According to what we’ve been told, that first kiss should have been the most important memory of that weekend, of that summer, of that year.  But its sweaty awkwardness could never live up to the rhythm of the boogie the beat.  Wonder Mike and Master Gee had captured my heart completely.  After all, their names, I still remember.

01 January 2013

Saved by Cibo Mato


            I didn’t cry for my grandmother’s death.  Well, either of them, really.  Nor did I cry for my grandfather’s.  I managed to work out a sniffle when my Father died, as it seemed untoward not to, and I didn’t want to give my step-monster the forever longed-for proof that I, in fact, did not love my Father, as she had always suspected and passive-aggressively intimated.  I suppose the intimations grew less passive and more aggressive as his demise neared, resulting in vicious screaming from her at his deathbed and an icy demeanor at the funeral.   
            It’s not lack of love, though even I have to admit my relationship with my Father was trussed with tension and remorse.  It’s not even that I eschew public crying, although, to be honest, there is little I find more humiliating, even at appropriate and expected times.  It’s more that, with people I don’t see daily, the evidence of their absence needs to fester for it to become real.   I need to linger over the phone number absent-mindedly, go through a Christmas shopping list, before it becomes clear to me that they aren’t just living their own life while I live mine.
            It may have become real faster with my Dad, I suppose, if I had gone to see his body when he passed on the morning of my birthday.  The step-monster was there, however, and my feelings were freshly slapped from her most recent accusations that I had not visited enough.  (What constitutes enough when someone alternates between ignoring and forgetting about your presence?)  Besides, did I mention it was my birthday?   My Father had already ruined several of those in my lifetime, and fear mixed with resentment bolstered my resolve.  My brother pleaded with me to come, but I reasoned that he must not look much different than he did on his deathbed the night before, and I preferred to remember him breathing, even raspily.  My brother could, were he churlish enough to take it, claim his “I-told-you-so” regarding my regret.  Luckily for me, he’s not that sort; though were the tables turned I can’t promise he’d be as fortunate. 
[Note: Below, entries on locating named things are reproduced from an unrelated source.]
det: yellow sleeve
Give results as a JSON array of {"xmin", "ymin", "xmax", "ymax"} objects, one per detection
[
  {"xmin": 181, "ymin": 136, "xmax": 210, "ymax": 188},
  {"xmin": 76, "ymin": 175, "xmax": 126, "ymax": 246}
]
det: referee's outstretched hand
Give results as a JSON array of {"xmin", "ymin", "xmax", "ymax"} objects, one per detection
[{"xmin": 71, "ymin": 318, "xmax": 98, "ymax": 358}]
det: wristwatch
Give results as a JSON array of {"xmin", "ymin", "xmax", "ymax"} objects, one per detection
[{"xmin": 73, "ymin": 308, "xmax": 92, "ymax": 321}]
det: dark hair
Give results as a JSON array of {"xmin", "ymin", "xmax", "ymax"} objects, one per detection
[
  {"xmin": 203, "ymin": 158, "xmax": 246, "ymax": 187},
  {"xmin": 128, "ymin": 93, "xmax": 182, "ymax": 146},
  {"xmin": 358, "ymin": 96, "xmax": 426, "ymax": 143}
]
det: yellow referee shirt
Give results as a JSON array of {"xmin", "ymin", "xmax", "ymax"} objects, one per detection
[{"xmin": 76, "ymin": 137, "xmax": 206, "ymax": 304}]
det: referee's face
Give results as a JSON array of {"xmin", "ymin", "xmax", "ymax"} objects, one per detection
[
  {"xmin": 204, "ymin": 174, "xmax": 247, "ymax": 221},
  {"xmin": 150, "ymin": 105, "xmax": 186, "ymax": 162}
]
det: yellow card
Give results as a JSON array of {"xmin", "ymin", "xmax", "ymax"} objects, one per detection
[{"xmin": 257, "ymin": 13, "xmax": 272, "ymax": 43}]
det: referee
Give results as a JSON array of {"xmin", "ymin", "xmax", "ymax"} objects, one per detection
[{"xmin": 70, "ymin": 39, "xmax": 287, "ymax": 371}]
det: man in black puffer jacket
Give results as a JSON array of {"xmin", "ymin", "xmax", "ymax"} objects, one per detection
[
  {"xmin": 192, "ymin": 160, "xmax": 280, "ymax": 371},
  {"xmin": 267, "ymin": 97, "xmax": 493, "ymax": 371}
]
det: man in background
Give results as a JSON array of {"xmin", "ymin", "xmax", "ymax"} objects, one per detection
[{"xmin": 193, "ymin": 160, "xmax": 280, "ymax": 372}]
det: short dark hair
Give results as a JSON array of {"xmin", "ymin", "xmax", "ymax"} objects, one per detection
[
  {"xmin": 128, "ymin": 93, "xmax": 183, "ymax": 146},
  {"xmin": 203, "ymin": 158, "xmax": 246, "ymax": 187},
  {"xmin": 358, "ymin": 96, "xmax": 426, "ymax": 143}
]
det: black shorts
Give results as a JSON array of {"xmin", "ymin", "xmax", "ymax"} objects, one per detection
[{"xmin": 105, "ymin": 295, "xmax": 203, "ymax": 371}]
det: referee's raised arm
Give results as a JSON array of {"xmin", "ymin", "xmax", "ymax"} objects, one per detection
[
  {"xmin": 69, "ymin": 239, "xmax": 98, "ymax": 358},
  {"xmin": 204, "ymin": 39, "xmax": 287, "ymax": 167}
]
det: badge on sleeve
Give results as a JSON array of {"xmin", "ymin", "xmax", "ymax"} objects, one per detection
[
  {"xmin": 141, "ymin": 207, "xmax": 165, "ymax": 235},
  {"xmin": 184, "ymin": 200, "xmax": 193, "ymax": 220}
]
            No, I save my crying for the cats.  The tears build up in a hard rock behind my broken thyroid and wait, through all the dying, through all the tsunamis, through all the romantic hurts and physical pain, and comes out in a raw, utter wail of sub-human sorrow when a cat dies.  For you see, the absence is real immediately.  The absence is real from their staring eyes and limp jaws and sudden realization that there is no one to wake you up with wet pushy purring tomorrow morning, no one galloping to meet you at the door tomorrow night.  The absence is real and keenly felt in a way it can’t be when a relationship has been reduced to unsatisfying phone calls filled with only good news and uncomfortable holiday visits.
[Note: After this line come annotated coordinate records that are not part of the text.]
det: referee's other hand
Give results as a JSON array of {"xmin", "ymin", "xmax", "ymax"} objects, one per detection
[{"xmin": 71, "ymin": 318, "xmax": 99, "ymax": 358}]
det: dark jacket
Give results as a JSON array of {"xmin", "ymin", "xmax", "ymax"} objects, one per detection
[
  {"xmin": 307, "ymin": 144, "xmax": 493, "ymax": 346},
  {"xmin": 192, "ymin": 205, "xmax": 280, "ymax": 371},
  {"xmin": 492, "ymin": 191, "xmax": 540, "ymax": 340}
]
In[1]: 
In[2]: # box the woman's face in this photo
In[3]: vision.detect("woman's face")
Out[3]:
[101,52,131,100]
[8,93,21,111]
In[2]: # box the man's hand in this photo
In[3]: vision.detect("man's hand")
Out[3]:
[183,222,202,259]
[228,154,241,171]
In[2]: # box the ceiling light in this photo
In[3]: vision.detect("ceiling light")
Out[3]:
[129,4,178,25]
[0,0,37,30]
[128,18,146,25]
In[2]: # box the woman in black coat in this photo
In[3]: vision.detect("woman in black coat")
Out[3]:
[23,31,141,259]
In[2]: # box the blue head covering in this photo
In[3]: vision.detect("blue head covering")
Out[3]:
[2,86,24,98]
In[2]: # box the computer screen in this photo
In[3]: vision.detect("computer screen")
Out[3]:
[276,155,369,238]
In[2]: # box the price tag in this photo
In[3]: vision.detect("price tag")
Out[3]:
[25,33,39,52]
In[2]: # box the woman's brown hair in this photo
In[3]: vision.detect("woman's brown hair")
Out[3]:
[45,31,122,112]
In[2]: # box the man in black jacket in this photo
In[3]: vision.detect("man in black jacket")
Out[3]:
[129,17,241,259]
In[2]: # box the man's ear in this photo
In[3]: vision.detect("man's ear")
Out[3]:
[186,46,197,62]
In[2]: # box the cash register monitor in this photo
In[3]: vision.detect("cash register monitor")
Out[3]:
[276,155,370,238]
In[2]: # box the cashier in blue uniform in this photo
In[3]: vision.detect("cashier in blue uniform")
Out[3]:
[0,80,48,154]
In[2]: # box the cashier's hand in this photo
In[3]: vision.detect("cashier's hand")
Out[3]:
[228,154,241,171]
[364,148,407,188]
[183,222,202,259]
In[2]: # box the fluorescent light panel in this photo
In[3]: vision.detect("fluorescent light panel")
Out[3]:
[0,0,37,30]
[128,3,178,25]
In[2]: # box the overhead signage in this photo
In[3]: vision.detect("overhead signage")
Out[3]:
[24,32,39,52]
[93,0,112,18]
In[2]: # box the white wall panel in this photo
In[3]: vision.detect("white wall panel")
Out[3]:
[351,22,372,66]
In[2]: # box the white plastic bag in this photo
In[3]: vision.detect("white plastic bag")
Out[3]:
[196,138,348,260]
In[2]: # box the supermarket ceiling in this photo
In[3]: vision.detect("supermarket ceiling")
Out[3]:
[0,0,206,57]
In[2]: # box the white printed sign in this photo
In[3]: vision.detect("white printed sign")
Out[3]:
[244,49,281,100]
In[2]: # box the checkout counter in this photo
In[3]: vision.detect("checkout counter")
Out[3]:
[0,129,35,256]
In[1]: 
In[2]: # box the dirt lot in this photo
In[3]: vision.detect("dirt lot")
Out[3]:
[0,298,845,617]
            This is why I drove around Santa Fe New Mexico for a week, hitting “repeat” on the CD player.  Santa Fe’s lilac dust glittered through my tears, the soaring strains of Japanese-scented English smothering my wails behind the rolled-up car window.  Fritz, my big, orange tub of a tabby, was gone forever, and I was inconsolable, save for Yuko Honda and Miho Hatori’s soft harmonies and near-incomprehensible lyrics.
            It was the verse, really.  “I wish I can take it away to three thousand light years away”, I would croon with them, repeatedly, snot dribbling down my upper lip.  “Don’t be afraid, I’ll be next to you”.  I would imagine myself flying to a faraway planet, one arm stretched out before me a la Superman and Fritz cradled in the other, no dripping bag of fluids or pain, to a planet where kitty kidneys grew on trees and nine lives were literal.  Even now, the song can make my knees week.
That breathy, tentative first note, like a low test of the trumpet’s mouthpiece, is enough to push a tear to the brink of my eyelid on even the best day.  By the time it steps up to the crescendo and the brushes hit the snare, I am invariably a snuffling wreck, even in public.  “All I can do is sing for her and myself”.  All I can do is sing for him and myself.